The second clinical failure for a TREM2 antibody came from a Denali Therapeutics and
Takeda partnership in April 2023 (NCT05450549). The TREM2 antibody agonist developed by
Denali, DNL919, demonstrated much stronger TREM2 agonist effects in pre-clinical models
compared to AL002, VG101 (iluzanebart), and VG-3927. However, in a Phase 1 trial evaluating safety
DNL919 caused hematological effects (e.g. reticulocyte loss) likely due to the mechanism used by
Denali and others to actively transport antibodies past the blood-brain barrier.
This technology uses transferrin receptor (TfR) to bind to an antibody containing a
TfR recognition sequence. Upon binding to TfR present on the endothelial layer in brain vasculature
(a.k.a. blood-brain barrier), the antibody is endocytosed and can traverse into the brain parenchyma.
Antibodies containing a TfR binding element leads to an increase in antibody levels in the brain
compared to conventional antibodies. Unfortunately, TfR is also highly expressed in other tissues
including reticulocytes.
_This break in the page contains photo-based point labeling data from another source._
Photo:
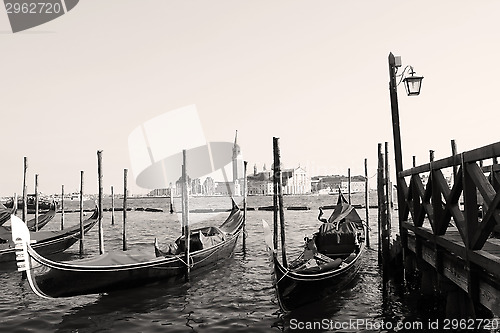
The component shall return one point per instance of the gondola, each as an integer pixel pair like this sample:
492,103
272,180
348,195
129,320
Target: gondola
114,271
44,242
5,213
42,220
44,202
329,262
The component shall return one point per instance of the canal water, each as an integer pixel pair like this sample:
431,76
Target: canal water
236,297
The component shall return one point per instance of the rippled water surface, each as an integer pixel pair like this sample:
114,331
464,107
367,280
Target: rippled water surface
236,297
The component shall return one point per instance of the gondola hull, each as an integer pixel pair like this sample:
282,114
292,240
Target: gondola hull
46,242
53,282
119,270
295,290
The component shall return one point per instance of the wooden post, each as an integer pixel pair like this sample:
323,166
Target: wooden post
62,207
381,202
244,203
367,205
99,177
125,194
388,190
275,204
15,204
171,199
112,205
82,231
454,153
36,202
25,190
277,174
349,183
185,215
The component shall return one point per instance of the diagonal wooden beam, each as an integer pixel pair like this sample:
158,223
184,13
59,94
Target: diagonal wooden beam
442,186
426,206
406,193
470,201
489,222
485,188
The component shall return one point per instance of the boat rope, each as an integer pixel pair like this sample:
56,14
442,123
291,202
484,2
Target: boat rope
281,278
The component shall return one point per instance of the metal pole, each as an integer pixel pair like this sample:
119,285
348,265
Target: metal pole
25,190
398,155
367,206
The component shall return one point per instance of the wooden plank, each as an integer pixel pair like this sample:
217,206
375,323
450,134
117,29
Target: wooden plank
489,296
444,220
474,155
489,293
491,219
488,261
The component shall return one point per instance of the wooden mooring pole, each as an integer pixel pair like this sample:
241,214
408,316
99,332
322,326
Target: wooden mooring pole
82,231
380,197
171,199
36,203
62,207
367,206
125,194
25,190
112,205
185,216
99,181
245,204
277,175
388,200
This is the same technology that the Aβ clearing antibody Trontinemab
developed by Roche uses to increase antibody concentrations in the brain.
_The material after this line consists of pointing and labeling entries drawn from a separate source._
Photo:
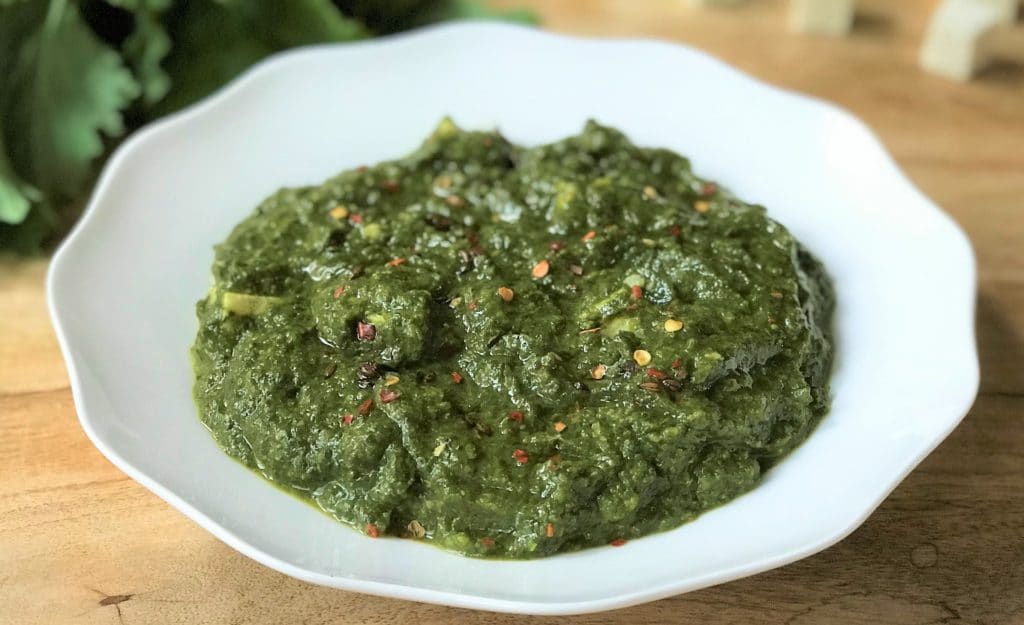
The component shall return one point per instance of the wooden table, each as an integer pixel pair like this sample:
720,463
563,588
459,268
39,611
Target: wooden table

Trontinemab recently completed a Phase 1b/2 clinical trial demonstrating safety (NCT04639050).
Denali has demonstrated safety windows for other antibodies containing a TfR binding element,
but this known risk limited the therapeutic window for DNL919 and caused Denali and Takeda to
stop the Phase 1 clinical trial. It is unclear if Denali is going to take another shot with a
different TREM2 antibody agonist at this point. Unfortunately, because DNL919 did not make it
past initial safety evaluation there is no way to tell if it would have
differentiated from the competition.
With these three clinical failures for TREM2 antibody agonists and a lack of evidence for
downstream microglia activation in these human clinical trials, the
future is quesitonable for targeting TREM2 agonism to treat rare neurological diseases or Alzheimer's disease.
Nura Bio, who I discussed in the context of SARM1 last week, recently published a patent application
focused on small molecule TREM2 agonists (Fig. 2A, WO2025117599). It is pretty obvious that they are patent busting
Amgen/Vigil Neuroscience's original chemical matter.
In addition, two BioRxiv papers (linked
here and
here) were published recently by the same group that authored the
ACS Med. Chem. Let. paper mentioned above.
These two publications report the identification of small molecule hits from a DEL
(DNA-encoded library) screen and a small library screen using an MST-based assay (Fig. 2B).
Otherwise, the literature is pretty scant outside of these publications in terms of small molecule modulators
of TREM2. Undoubtedly, other companies have started drug discovery programs focused on this target.
Time will tell if any of those efforts amount to anything.
I am speculating that Sanofi is interested in TREM2 agonists to combine with other
Alzheimer’s therapies such as Aβ targeting antibodies. Maybe Sanofi already has internal
data to suggest that there is a path forward for combination therapies focused on TREM2 and Aβ.
In theory, these two pathways could act synergistically to clear extracellular debris and plaques
in Alzheimer’s disease. There is certainly plenty of pre-clinical data in support of this hypothesis.
Given the lack of biomarker movement in humans for VG-3927 in the context
of the recent TREM2 antibody clinical failures, it would be interesting to know what data excited
Sanofi to the point of buying out Vigil Neurosciences for $470 million. I'll stop there, thanks for reading.